Le Printemps de la Poésie, avec Musc'art et un poète frontignanais par trop méconnu: Joseph Teyssier

 
                               Joseph Teyssier.  
Existe-t-il sur Frontignan un écrivain plus discret que Joseph Teyssier ? Sans doute pas. Sa simplicité et sa discrétion sont toutes naturelles, enveloppées même dans un voile de mystère, tant il n’est pas homme « à se la jouer », comme on dit. Pourtant actif au sein d’un cercle littéraire sétois qui a Brassens pour emblème, on a vu et entendu Joseph quelquefois par le passé, chez Evy par exemple, lors des belles années du Musée de l’artiste frontignanaise de l’impasse des Plaisanciers. Et puis Joseph reste, avec son épouse, un fidèle du public de Musc’art -en période normale !- mais discrétion oblige, encore, il n’est jamais monté sur la scène devant le public.

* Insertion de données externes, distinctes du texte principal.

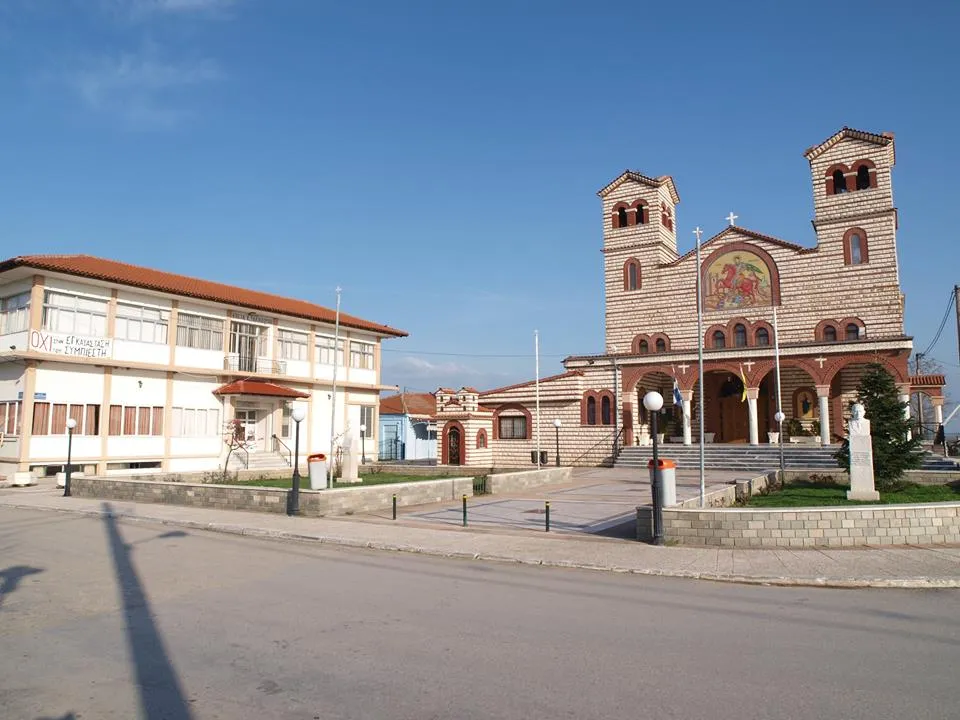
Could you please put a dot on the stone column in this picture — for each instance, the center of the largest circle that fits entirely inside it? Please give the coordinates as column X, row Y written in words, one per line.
column 823, row 396
column 905, row 398
column 752, row 394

D’où cette belle surprise d’avoir vu Joseph répondre à notre invitation de s’exprimer par le questionnaire en ligne de Musc’art. Il se révèle alors comme il a toujours été : un homme doué de cette richesse puissamment ancrée dans le milieu de la terre et de la nature qui par les efforts de son intelligence naturelle, elle aussi, s’est propulsé vers le savoir , les livres et l’écriture, pour forger sa seconde nature, celle d’un écrivain qui veut exprimer, selon certaines formes, poétiques ou romancées, son amour de la vie, des gens et de la paix en même temps que son aversion pour tout ce qui dans notre société ou notre monde peut contrecarrer ces amours-là.

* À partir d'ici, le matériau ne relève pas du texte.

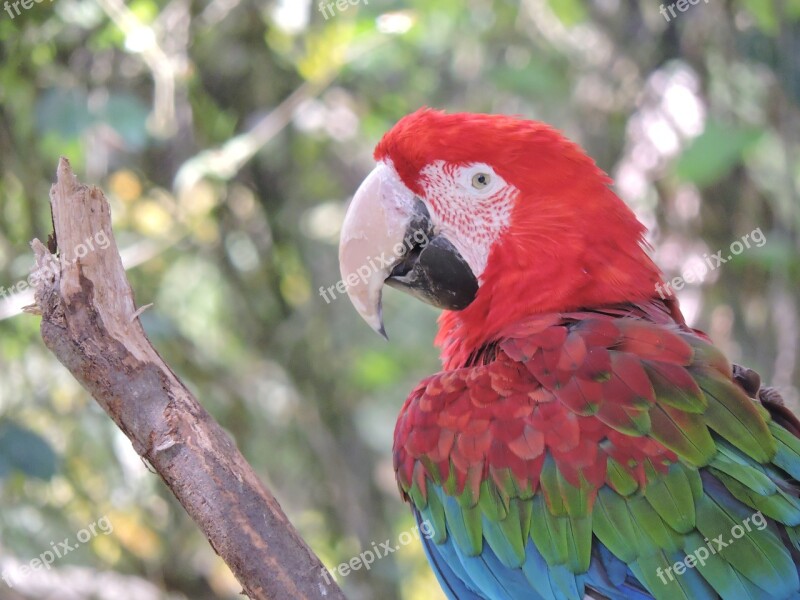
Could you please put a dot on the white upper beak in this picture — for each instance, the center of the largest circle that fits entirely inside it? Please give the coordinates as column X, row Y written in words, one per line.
column 373, row 240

Son vécu a servi sa réflexion et son écriture dans laquelle le soin qu’il met à livrer ses sentiments avec une simplicité désarmante de puissance fait de Joseph Teyssier un homme digne du plus grand respect pour ce qu’il est et ce qu’il écrit, tout simplement. Ecoutons-le parler de lui, à la troisième personne, qui refuse le « je » qui le mettrait trop en lumière. Etonnant !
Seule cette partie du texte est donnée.